Progress on design and development of the Model 95 progressed smoothly during 1955 and into 1956. The latest Beechcraft would seat four in a comfortable cabin that shared its large windows with the G35 Bonanza. Two, four-cylinder Lycoming O-360-A1A opposed, carbureted piston engines were selected to power the Model 95. Each engine was rated at 180 horsepower and turned two-blade, constant-speed, full-feathering propellers.
An engineering prototype was ready for flight in the summer of 1956, and first flew on August 6.
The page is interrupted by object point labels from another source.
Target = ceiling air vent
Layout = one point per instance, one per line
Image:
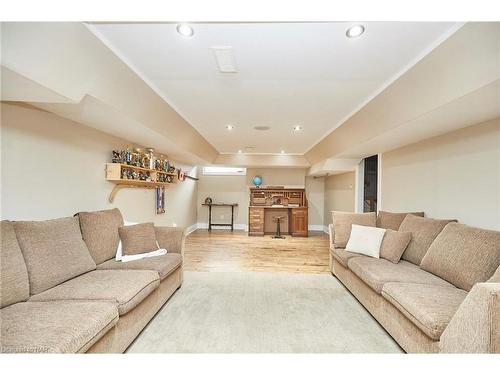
(225, 59)
(262, 128)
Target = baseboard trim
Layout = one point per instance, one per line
(191, 229)
(236, 227)
(316, 228)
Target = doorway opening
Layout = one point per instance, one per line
(370, 187)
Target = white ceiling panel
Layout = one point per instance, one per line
(287, 74)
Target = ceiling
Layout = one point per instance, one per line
(307, 74)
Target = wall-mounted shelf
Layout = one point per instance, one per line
(114, 175)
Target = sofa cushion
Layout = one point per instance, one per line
(54, 251)
(393, 220)
(100, 232)
(377, 272)
(342, 223)
(138, 239)
(394, 245)
(126, 288)
(14, 284)
(429, 307)
(164, 264)
(342, 255)
(424, 231)
(464, 255)
(55, 327)
(496, 277)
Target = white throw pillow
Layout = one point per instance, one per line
(365, 240)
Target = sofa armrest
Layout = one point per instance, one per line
(475, 327)
(171, 238)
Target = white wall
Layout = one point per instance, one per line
(315, 193)
(54, 167)
(456, 175)
(339, 194)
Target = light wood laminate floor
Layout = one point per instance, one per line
(226, 251)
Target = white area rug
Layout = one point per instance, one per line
(254, 312)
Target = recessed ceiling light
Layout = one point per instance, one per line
(355, 31)
(185, 30)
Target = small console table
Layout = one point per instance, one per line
(210, 224)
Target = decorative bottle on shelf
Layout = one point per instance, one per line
(151, 158)
(128, 156)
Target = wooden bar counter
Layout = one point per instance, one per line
(267, 203)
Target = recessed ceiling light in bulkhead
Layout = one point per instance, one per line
(355, 31)
(185, 30)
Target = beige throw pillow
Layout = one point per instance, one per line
(424, 230)
(342, 223)
(393, 220)
(394, 244)
(138, 239)
(464, 255)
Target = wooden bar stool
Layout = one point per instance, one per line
(278, 219)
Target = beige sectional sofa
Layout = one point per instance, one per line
(442, 296)
(63, 292)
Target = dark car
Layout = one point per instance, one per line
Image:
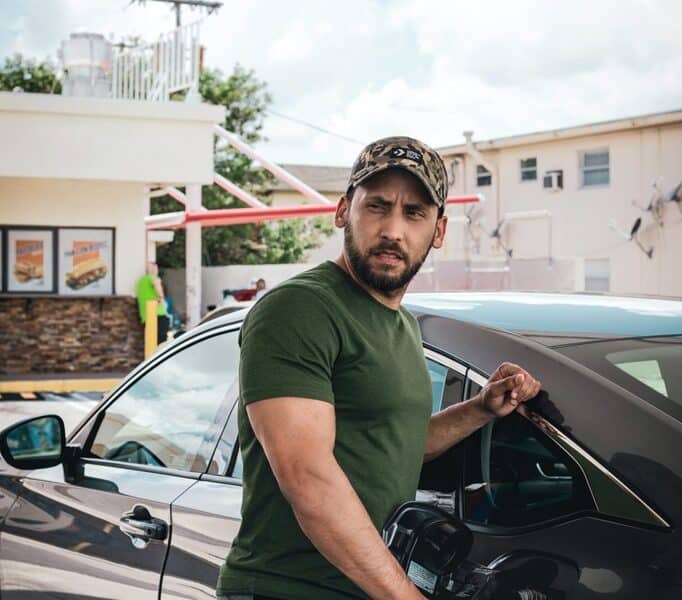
(144, 500)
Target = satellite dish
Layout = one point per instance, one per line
(635, 227)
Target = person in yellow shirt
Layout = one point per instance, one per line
(149, 287)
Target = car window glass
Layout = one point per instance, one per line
(172, 416)
(437, 374)
(220, 462)
(238, 469)
(516, 475)
(646, 367)
(454, 388)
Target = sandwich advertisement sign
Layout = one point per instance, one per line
(30, 260)
(85, 261)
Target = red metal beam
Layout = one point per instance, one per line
(238, 216)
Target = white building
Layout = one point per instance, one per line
(587, 182)
(75, 174)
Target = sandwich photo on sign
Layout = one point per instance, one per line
(88, 266)
(86, 261)
(29, 260)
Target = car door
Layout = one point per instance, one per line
(103, 530)
(206, 517)
(206, 520)
(528, 492)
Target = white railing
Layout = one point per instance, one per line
(154, 72)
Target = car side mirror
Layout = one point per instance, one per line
(35, 443)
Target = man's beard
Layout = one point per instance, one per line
(381, 282)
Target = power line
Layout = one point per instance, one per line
(316, 127)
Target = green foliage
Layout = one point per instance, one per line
(29, 75)
(245, 99)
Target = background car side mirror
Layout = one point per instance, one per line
(35, 443)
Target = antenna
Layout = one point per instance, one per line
(209, 5)
(632, 236)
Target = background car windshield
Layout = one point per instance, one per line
(648, 367)
(171, 417)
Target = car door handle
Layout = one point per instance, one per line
(138, 523)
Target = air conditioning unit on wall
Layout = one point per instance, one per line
(553, 180)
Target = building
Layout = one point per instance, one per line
(331, 182)
(75, 174)
(574, 195)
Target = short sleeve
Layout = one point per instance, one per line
(289, 344)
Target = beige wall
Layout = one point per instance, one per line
(55, 203)
(580, 216)
(115, 140)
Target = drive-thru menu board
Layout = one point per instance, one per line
(30, 260)
(85, 262)
(70, 261)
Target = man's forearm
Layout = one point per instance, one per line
(332, 516)
(452, 425)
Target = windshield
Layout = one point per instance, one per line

Certification testing continued through 1956 and into early 1957, with the CAA issuing Type Certificate 3A16 on June 6 of that year. In terms of performance, the new Beechcraft was competitive with its two adversaries from Lock Haven and across town in Wichita, with a maximum speed of 208 mph compared with the Model 310 at more than 220 mph and the Apache’s 183 mph. As for price, the Beechcraft cost $49,500 – about equal with the Model 310 but more than the Piper Apache at less than $35,000.
Maximum gross weight of early production Model 95 airplanes, which began rolling off the assembly line for the 1958 model year, was 4,000 pounds. The wings held 112 gallons of useable fuel that gave the Travel Air a range of more than 1,400 statute miles. The two-engine service ceiling was 19,300 feet and rate of climb was 1,350 feet per minute. In addition, the Model 95 could maintain an altitude of 8,000 feet, at gross weight, with one engine inoperative.
Beechcrafters built 173 airplanes in 1958 and another 129 in 1959 before production changed to the improved Model B95 and B95A for the 1960 model year (by comparison, Cessna built 228 Model 310B and 262 Model 310C during 1957-1959, and when production of the Apache ceased in 1962, Piper had built more than 2,000 examples of the PA-23).